ROBERT MAPPLETHORPE BLACK BOOK ARCHIVE
He was a participant in the Downtown Gay Bondage Scene of New York, and as such, he felt that he had to archive life as it was occurring before him. A repertoire whose only objective seemed to seek provocation, but that was alternated with beautiful pictures of flowers, which mirrored the same sensuality of his nude portraits. It is his particular use of light, achieving black and white images, that bring his photographs to the sublime.ĭuring that stage of explicit sex, he photographed the most scandalized practices in the foreground. He deliberately treats homoeroticism -and even sadomasochism- as art, through beautiful compositions reminiscent of classical sculpture, especially that of the Greek world. Those first images would project his future greatness. No one, besides him, had focused on the darkness of the underground gay scene in New York. However, Robert chose the sadomasochistic subject, a world he began to know and photograph, and which went much further than what was usual at the time. All photographers, writers, poets all dealt with sexual issues. When he launched into the sexual theme, the entire city seemed obsessed with sex in one way or another. But, more than in the portraits of celebrities, it was with the exploration of the beauty of the human body and botany where his greatest fortress is located. That’s where Robert enters the avant-garde worlds, and ends up photographing the most visible faces of the scene like Debbie Harry, Grace Jones and Andy Warhol. This unusual couple started to frequent the underground bars of the time, where the 70’s bustling artistic scene of New York city began to be forged. It was during this period of time that he met the artist, poet and musician Patti Smith, who would be his muse for countless photographs and projects, as well as one of his partners. By 1973, he held his first solo exhibition in New York, under the name of “Polaroids”. He bought a Polaroid camera to take photos for his collages (which were previously assemblages he did with images from pornographic magazines and paintings), but it didn’t take him long to appreciate the quality of those pictures.

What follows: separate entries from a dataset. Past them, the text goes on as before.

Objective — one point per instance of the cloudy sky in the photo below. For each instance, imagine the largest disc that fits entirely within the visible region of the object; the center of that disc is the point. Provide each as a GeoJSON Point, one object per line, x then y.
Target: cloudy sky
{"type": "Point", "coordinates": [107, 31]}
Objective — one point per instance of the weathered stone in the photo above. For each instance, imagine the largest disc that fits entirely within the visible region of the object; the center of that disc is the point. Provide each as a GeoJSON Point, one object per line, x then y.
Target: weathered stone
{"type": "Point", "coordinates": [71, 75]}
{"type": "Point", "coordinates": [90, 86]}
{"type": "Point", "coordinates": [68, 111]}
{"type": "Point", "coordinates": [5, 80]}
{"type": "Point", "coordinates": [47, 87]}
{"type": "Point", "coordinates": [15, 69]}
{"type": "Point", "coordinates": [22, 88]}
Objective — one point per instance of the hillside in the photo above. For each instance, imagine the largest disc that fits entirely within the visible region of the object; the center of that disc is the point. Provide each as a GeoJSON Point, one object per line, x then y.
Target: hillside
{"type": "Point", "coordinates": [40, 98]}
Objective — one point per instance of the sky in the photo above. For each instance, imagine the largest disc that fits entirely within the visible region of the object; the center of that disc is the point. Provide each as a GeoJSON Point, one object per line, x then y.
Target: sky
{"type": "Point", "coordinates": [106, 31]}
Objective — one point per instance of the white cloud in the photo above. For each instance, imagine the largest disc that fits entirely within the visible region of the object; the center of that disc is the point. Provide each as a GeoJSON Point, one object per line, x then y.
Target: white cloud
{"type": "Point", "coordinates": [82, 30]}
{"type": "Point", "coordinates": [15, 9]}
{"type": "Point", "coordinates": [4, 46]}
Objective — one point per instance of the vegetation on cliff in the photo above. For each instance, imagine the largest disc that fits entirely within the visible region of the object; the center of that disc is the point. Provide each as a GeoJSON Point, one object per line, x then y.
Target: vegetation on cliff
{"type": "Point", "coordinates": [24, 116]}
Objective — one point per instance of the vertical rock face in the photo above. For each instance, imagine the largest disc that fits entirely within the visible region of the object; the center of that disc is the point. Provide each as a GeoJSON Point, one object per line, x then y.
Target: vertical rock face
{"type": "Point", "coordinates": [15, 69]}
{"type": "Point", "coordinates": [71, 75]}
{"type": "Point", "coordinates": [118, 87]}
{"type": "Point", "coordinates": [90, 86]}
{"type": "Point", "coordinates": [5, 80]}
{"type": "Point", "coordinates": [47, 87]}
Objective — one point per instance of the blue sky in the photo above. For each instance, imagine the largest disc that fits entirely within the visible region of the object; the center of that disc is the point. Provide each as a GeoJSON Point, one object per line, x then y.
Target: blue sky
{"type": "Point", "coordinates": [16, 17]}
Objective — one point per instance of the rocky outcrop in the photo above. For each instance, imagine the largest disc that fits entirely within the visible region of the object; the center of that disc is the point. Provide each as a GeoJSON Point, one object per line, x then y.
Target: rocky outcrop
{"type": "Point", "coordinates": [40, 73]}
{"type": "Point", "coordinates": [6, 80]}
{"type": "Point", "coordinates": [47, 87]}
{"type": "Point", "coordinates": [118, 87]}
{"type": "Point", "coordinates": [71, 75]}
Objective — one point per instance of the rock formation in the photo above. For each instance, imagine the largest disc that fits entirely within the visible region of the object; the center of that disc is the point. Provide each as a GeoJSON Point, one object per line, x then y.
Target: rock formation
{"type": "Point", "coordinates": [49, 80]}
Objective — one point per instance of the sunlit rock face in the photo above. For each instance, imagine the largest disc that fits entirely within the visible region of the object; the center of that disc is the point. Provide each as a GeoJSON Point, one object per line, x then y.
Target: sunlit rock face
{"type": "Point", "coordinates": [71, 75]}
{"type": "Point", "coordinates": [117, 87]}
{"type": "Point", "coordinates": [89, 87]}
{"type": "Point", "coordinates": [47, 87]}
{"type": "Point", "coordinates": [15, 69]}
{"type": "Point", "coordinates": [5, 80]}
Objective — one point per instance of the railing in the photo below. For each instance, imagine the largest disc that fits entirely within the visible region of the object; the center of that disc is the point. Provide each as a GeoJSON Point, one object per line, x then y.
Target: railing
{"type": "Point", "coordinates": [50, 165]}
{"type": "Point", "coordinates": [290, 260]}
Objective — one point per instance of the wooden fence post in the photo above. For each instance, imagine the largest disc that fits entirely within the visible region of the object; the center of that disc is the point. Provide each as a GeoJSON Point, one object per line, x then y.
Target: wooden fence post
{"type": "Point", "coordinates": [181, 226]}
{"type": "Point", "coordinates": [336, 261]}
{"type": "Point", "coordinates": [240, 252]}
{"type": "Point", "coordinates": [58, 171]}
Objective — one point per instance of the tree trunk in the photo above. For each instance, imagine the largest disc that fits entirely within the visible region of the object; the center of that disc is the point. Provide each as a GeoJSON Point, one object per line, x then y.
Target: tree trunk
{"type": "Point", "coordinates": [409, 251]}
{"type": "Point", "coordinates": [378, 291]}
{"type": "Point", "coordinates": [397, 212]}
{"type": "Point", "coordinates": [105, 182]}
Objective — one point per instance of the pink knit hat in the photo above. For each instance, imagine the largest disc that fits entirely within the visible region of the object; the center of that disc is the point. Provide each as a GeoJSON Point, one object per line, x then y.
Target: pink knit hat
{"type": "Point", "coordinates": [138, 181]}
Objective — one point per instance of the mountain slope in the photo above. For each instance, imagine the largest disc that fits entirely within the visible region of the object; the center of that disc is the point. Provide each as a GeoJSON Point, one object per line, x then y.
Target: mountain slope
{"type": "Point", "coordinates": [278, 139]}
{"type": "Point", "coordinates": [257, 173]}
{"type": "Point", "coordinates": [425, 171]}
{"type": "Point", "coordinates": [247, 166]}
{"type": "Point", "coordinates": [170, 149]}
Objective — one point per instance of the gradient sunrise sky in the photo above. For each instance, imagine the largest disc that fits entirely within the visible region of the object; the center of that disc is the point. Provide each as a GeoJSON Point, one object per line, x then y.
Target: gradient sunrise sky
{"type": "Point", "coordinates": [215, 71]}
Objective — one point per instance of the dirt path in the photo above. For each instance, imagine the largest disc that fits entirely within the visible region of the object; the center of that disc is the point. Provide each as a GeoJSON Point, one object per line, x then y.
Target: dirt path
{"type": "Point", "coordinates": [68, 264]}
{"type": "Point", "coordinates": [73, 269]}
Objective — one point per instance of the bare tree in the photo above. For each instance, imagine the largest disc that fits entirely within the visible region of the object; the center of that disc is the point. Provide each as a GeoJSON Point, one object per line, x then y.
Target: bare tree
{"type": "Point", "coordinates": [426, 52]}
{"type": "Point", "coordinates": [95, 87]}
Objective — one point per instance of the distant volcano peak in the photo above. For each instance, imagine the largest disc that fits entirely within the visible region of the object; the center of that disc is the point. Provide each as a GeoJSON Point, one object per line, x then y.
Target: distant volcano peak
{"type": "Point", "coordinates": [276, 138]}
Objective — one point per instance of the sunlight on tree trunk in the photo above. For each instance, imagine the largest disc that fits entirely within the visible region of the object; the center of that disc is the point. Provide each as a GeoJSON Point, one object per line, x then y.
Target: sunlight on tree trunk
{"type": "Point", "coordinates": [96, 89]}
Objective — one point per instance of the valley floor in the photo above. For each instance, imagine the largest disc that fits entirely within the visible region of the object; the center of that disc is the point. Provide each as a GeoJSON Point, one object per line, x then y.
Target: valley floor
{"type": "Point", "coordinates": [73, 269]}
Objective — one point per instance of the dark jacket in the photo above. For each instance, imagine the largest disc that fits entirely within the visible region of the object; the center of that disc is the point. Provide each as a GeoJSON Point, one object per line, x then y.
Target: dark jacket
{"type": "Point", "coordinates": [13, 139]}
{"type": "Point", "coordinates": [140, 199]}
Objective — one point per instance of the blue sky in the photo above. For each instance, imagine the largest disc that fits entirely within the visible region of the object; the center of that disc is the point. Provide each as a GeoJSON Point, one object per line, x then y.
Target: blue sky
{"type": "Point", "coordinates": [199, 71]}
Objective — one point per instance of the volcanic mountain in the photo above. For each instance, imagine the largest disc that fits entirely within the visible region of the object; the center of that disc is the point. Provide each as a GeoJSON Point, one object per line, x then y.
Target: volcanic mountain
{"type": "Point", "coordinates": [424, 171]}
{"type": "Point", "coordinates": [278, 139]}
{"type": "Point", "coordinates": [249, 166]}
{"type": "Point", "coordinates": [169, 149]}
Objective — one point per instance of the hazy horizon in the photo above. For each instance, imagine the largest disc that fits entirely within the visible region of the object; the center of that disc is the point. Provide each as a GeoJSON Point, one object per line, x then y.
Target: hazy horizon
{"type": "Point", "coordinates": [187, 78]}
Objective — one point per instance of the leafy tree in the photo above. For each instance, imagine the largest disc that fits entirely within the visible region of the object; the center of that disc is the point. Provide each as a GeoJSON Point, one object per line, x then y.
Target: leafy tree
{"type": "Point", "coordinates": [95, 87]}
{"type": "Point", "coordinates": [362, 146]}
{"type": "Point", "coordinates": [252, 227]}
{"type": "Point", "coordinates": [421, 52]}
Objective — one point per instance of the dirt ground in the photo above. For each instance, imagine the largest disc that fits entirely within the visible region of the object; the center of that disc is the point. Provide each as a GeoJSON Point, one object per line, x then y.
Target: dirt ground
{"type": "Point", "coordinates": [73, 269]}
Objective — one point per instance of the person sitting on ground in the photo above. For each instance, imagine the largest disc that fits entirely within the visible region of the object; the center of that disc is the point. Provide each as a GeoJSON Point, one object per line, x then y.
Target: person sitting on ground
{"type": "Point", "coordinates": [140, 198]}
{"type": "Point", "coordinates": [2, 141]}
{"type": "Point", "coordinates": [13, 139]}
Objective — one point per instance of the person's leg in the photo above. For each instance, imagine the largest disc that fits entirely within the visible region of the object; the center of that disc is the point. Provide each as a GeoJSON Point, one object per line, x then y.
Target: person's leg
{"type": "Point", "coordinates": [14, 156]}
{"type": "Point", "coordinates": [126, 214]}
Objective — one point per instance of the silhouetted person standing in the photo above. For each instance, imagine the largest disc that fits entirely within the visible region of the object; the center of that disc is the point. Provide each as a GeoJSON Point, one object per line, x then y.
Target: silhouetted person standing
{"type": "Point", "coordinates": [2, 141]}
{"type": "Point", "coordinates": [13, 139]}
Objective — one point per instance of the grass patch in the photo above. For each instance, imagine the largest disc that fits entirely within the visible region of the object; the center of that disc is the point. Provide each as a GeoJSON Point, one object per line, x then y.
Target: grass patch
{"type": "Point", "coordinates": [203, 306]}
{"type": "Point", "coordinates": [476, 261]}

His first experiments with photography were in 1970, although his original intention was not to be a photographer. In 1962, at 16, he left his home and enrolled at the Pratt Institute in Brooklyn in 1963, studying painting, drawing and sculpting. Robert Mapplethorpe was born on Novemin Floral Park, New York to a family of strict catholic environment. Self-portrait | Robert Mapplethorpe | 1980 | Image source: Wikipedia While it’s true that many are inspired by others, each photographer has something that makes then unique but Mapplethorpe is a king of uniqueness. His black and white odyssey created a revolution that changed the stigmas of the epoque.Īll photographers have something in common: the love of capturing moments, people, scenes and anything that catches their sights.

He didn’t need many words or colors to achieve that. The charm of Robert Mapplethorpe is such, that he was able to captivate not only a city but become an icon of American culture.